Le Conseil des ministres du 18 janvier dernier a prouvé que le gouvernement a pris à bras le corps la question de la lutte contre le chômage, pour soulager une jeunesse qui a du mal à faire son entrée dans la vie active. S’il y a à se féliciter de cette volonté du gouvernement de faire de la création d’emplois l’un des points de mire de l’action politique, il y a lieu de s’interroger tout de même sur la mise en œuvre d’une telle politique, dans le contexte du Congo où l’économie nationale est étouffée par plusieurs facteurs qui se sont d’ailleurs aggravés au fil des années, devenant ainsi des goulots d’étranglement.
La création d’emplois est synonyme de dynamisme économique, portée par une croissance redistributive qui permet d’améliorer le niveau moyen du bien-être des populations. Ce qui n’est pas le cas de notre économie, depuis ces dernières années. Si l’on peut noter quelques points de croissance, ils sont dus à l’industrie extractive, notamment le pétrole. Dans de telles conditions, lorsque le gouvernement annonce la création d’emplois, l’on comprend qu’il joue seulement aux effets d’annonce.

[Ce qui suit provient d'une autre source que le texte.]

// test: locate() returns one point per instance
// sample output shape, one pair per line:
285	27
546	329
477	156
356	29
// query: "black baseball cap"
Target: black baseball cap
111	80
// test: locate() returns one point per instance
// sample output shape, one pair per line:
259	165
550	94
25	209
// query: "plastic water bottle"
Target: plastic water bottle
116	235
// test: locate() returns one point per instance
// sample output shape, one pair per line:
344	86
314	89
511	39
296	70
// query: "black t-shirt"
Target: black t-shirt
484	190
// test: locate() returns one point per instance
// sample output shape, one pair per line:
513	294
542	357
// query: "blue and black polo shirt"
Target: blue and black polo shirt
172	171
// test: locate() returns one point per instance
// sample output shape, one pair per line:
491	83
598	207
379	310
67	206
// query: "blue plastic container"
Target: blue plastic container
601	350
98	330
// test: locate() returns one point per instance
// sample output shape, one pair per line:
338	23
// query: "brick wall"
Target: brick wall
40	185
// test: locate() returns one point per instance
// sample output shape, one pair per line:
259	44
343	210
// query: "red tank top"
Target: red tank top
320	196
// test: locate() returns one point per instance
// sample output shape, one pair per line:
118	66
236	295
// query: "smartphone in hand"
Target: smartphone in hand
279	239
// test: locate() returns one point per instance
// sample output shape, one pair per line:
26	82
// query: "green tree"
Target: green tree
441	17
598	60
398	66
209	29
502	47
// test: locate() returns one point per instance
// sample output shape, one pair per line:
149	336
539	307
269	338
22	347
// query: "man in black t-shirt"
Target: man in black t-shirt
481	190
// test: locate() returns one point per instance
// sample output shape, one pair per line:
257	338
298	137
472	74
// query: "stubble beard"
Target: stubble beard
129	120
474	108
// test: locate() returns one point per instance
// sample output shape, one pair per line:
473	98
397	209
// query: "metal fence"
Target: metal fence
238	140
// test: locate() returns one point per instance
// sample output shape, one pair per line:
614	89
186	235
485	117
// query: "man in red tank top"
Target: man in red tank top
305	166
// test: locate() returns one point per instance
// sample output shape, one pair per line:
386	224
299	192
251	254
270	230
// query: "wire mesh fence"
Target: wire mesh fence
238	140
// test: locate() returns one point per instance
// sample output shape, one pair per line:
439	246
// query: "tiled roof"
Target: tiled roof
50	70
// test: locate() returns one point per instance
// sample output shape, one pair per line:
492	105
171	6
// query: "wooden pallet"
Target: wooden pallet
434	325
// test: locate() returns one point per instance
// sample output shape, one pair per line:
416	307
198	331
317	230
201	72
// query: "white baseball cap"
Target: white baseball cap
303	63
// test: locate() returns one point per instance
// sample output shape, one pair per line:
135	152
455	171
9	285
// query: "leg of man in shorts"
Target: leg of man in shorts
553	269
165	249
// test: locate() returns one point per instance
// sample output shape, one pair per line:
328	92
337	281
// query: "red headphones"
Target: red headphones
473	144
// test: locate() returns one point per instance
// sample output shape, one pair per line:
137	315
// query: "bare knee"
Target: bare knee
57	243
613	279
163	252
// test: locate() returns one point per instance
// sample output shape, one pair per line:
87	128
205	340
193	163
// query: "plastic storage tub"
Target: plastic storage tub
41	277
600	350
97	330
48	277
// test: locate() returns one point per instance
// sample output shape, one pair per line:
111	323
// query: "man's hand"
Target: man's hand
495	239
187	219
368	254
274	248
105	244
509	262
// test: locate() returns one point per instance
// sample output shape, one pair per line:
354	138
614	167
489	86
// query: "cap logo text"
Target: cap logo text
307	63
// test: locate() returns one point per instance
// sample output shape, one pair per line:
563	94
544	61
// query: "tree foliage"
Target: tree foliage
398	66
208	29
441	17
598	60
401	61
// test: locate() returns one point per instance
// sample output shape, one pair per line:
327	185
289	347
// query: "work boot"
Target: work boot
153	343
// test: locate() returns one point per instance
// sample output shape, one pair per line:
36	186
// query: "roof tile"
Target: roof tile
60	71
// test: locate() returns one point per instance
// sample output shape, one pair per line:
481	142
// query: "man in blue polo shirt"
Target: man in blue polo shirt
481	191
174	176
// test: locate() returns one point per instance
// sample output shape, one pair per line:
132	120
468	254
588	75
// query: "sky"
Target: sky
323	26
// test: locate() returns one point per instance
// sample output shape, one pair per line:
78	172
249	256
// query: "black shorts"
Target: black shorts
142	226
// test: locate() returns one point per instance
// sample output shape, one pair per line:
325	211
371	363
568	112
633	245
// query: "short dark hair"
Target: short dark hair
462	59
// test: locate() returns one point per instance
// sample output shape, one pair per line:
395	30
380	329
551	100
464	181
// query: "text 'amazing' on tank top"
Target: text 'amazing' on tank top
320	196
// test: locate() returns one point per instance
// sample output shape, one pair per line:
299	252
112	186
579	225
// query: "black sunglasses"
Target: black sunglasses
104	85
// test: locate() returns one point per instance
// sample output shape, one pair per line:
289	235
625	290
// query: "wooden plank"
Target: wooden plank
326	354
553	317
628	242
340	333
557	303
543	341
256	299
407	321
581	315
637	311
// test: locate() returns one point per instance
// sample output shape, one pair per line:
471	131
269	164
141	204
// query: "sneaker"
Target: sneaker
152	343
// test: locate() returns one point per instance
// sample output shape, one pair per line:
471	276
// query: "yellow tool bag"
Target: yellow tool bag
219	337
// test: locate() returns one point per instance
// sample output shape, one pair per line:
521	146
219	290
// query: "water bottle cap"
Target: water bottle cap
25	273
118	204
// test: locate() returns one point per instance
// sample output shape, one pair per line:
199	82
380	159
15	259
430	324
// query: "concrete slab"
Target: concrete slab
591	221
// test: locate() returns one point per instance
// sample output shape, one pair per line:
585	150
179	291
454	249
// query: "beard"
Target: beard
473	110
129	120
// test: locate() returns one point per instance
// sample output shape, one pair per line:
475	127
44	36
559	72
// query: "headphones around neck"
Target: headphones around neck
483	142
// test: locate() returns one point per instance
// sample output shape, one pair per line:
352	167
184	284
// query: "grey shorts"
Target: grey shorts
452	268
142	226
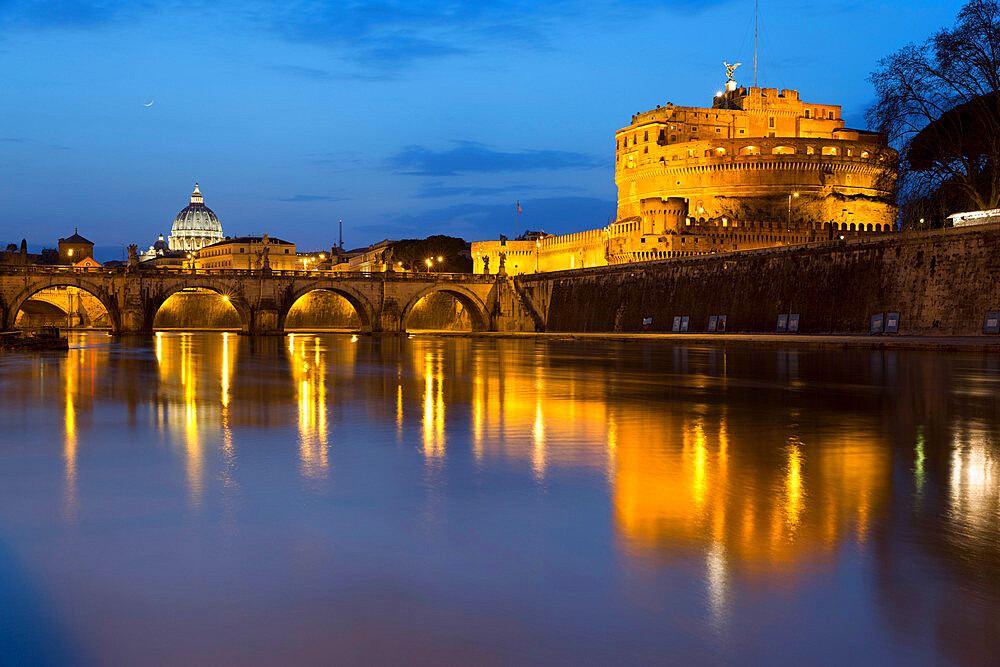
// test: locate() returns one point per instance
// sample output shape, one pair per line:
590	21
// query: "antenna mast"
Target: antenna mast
756	13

En effet, comment parler de création d’emplois, lorsque l’Etat fait face à des revendications sociales des enseignants qui réclament la régularisation de leurs situations administratives pour certains et des arriérés de salaires et d’heures supplémentaires pour d’autres? Comment peut-on parler de création d’emplois, lorsque les deux mille médecins congolais formés à Cuba et revenus au pays en quatre vagues sont, pour la plupart, en attente de recrutement depuis bientôt deux ans? Comment peut-on parler de création d’emplois dans le secteur privé, lorsque le gouvernement a fragilisé ce secteur, en accumulant une dette commerciale qui s’élève aujourd’hui à plus 2.400 milliards de francs Cfa? Comment peut-on parler de création d’emplois, lorsqu’on n’a pas encore maîtrisé le service d’électricité, même dans les deux grandes villes du pays?
A notre humble avis, ce ne sont pas les emplois que le gouvernement doit faire miroiter aux Congolais, mais sa volonté de réformer le fonctionnement de l’économie nationale en poursuivant, avec plus de volonté, les réformes engagées sous la houlette du Fonds monétaire international et la lutte contre les maux qui minent l’administration congolaise, comme la corruption, la surfacturation des marchés publics, les détournements de fonds et de chapitres, la fuite des capitaux, les abus de pouvoir, les contrôles abusifs et intempestifs, les passe-droits, le tribalisme, etc, qui sont devenus autant de goulots d’étranglement de l’économie nationale.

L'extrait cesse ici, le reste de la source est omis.